SALT LAKE CITY - Drivers chatting on cell phones are as impaired as drivers who are legally drunk, researchers here said.
SALT LAKE CITY, June 30 - Drivers chatting on cell phones are as impaired as drivers who are legally drunk, researchers here said.
Three of 25 drivers crashed during a simulation while they were talking on cell phones, but none of the same drivers crashed in the simulator while intoxicated, said David L. Strayer, Ph.D., of the University of Utah reported in the summer issue of Human Factors: The Journal of the Human Factors and Ergonomics Society.
It didn't matter whether the cell phone was handheld or hands-free, he and colleagues added. Drivers performed equally poorly with both, so the study authors grouped the data on both types together.
The study included 40 participants (25 men and 15 women) who were 22 to 34 years old. All had driver's licenses, and participants averaged eight years of driving experience. The majority (87%) reported that they sometimes used a cell phone while driving.
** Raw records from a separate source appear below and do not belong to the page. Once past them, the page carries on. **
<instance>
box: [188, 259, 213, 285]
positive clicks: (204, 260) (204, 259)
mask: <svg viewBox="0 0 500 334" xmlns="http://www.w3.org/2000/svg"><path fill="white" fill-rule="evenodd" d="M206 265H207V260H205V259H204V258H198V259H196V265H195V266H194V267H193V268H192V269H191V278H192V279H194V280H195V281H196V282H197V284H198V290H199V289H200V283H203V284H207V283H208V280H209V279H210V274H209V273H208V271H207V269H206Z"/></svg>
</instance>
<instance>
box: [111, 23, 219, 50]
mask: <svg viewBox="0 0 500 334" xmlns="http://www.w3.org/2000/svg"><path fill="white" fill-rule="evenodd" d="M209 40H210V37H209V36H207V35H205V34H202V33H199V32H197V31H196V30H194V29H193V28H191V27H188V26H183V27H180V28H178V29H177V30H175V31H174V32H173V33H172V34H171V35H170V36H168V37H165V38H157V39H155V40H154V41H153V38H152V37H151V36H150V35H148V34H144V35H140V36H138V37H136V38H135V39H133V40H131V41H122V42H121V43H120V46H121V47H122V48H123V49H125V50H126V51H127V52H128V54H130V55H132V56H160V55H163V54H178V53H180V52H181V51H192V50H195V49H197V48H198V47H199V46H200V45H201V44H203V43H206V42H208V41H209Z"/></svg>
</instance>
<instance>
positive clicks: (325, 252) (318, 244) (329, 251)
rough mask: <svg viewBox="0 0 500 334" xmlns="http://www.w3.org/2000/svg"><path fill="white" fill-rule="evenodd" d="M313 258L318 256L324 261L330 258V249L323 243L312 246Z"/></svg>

Each participant underwent three driving simulations in which the task was to follow and react to the car ahead of them, which braked intermittently. The first simulation was done for baseline data, the second was done while talking on a cell phone with a research assistant, and the third was done after consuming enough vodka and orange juice to reach a blood alcohol concentration of 0.08%, the legal definition of intoxication in most states.
The participants' performance while conversing on a cell phone differed significantly from baseline. First of all, there were three rear-end collisions (P<.05). In addition, their reaction time to the car braking ahead of them was 9% slower, the variability of their following distance increased by 24%, and they took 19% longer to get back up to speed after braking (P<.01 for all).
In contrast, no intoxicated participants rear-ended the car ahead of them. Compared with baseline performance, intoxicated drivers exhibited a more "aggressive" driving style. They followed closer to the vehicle ahead, often came to within four seconds of a collision, and hit the brake with 23% more force (P<.05 for all).
Although the pattern of behavior was different between the cell phone group and the intoxicated group, the data supported pervious findings that "indicate that when driving conditions and time on task are controlled for, the impairments associated with using a cell phone while driving can be as profound as those associated with driving with a blood alcohol level at 0.08%," the investigators said.
The lack of performance difference in drivers using handheld versus hands free phones suggests that the impairment comes not from having a hand occupied but from "the diversion of attention from the processing of information necessary for the safe operation of the vehicle," the researchers said.
The researchers were somewhat puzzled that the intoxicated drivers didn't perform more poorly, but they noted that the simulations were done in the morning when drivers were probably refreshed by a night of sleep, whereas most intoxicated drivers are out at night and are suffering from some degree of fatigue as well.
"With respect to cell phone use, clearly the safest course of action is to not use a cell phone while driving," the researchers concluded."
"However, regulatory issues are best left to legislators who are provided with the latest scientific evidence," they added. "In the long run, skillfully crafted regulation and better driver education addressing driver distraction will be essential to keep the roadways safe."
More than 100 million U.S. motorists use cell phones while driving, according to data from the Cellular Telecommunications Industry Association, the investigators said.
In addition, about 8% of motorists at any given time during the day are talking on cell phones, according to an estimate from the National Highway Traffic Safety Administration, the investigators added.